Charles A. Csuri: After Paul Cézanne

 
  • ©,

Artist(s):


Title:


    After Paul Cézanne

Exhibition:


Creation Year:


    1964

Medium:


    Ink on paper, analogue computer

Size:


    64 x 81 cm (25 x 32 in)

Category:



Artist Statement:


    After the Artist Series

    “This [technology] allowed me to systematically alter the original geometry of my drawing. One end of the pantograph device traced the drawing and the other end was simultaneously making transformations. I was intrigued with the idea of using devices and strategies to create art. I questioned the notion there had to be a tactile kinesthetic process to create a drawing or painting.”
    — Charles A. Csuri

    Over the centuries, many artists have sought to believably translate our three-dimensional world onto a two-dimensional surface. Csuri, like his early contemporaries who also worked as painters, defies a concern for strict realism and instead embraces the two-dimensional surface, challenging its limitations in his earliest endeavors with computer art. There were no mass-produced operating systems when Csuri began creating art in the early 1960s, necessitating that he create his own computer programs to challenge the limits of this new technology. Further, computers at this time were unable to assign values to account for mass, although the perception of spaces and their relatedness to mass will become a hallmark of Csuri’s art created in a three-dimensional world space.

    In his After the Artist series, the first analogue computer art created by Charles Csuri from 1963 to 1964, Csuri recalls and recreates classic works by historically significant and personally compelling artists. In all, he created nine analogue drawings, referencing works by Paul Cézanne, André Derain, and Albrecht Dürer, among others. In this series, Csuri creatively distills selected masterpieces into their vital components, thus placing the works by these artists into a new role he has assigned to them.

    Then, using his analogue process, Csuri masterfully repeats, stretches, skews, and inverts the elements. These works translate traditional art by harnessing a vehicle originally created for the scientific applications. The result is a new artistic paradigm, in which Csuri appropriates scientific elements and injects unpredictability, dynamism and controlled artistic chaos. By stripping the works of Cézanne, Derain and Dürer of their z-axis, Csuri removes that aspect which confers depth and volume, working instead with “relationships between objects as transformations involving position, rotation and scale.” These ‘transformations’ result from the distillation of well-known works into their simplified forms, and their subsequent manipulation results in tension between dimensions.

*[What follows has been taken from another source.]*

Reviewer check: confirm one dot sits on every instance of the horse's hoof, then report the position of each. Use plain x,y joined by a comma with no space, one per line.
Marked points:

    The intellectual climate of early twentieth century Paris generated schools of art such as Cubism and Fauvism, movements that sought to rebuke the photographic, mechanical reproduction of the tangible world. Their investigations into essential expressions of color and line drove artistic innovation. Here, Csuri reevaluates two of the artists who played significant roles in this milieu, Paul Cézanne (1839–1906) and André Derain (1880–1954).

    In After Paul Cézanne, Csuri pays homage to Cézanne’s significant contributions to the art world, particularly his innovations as the forefather of Cubism, a style in which space is broken into planes outside traditional modes of representation. Csuri was well aware of Cézanne’s prominent role in art history and had a personal affinity for his work, having spent long hours in museums and galleries closely studying the works of Cézanne and other master artists. In a personal symbolism of geometric forms, Csuri uses concentric circles and progressively larger squares that emanate from the center of Cézanne’s eyes. Read from left to right, the circles and squares express Cézanne’s unique vision and the modes through which he translated physical space onto two-dimensional canvas. When asked about the symbolism, Csuri stated, simply and with a smile, “He was the father of modern art, having the vision for Cubism…I couldn’t resist playing with it.”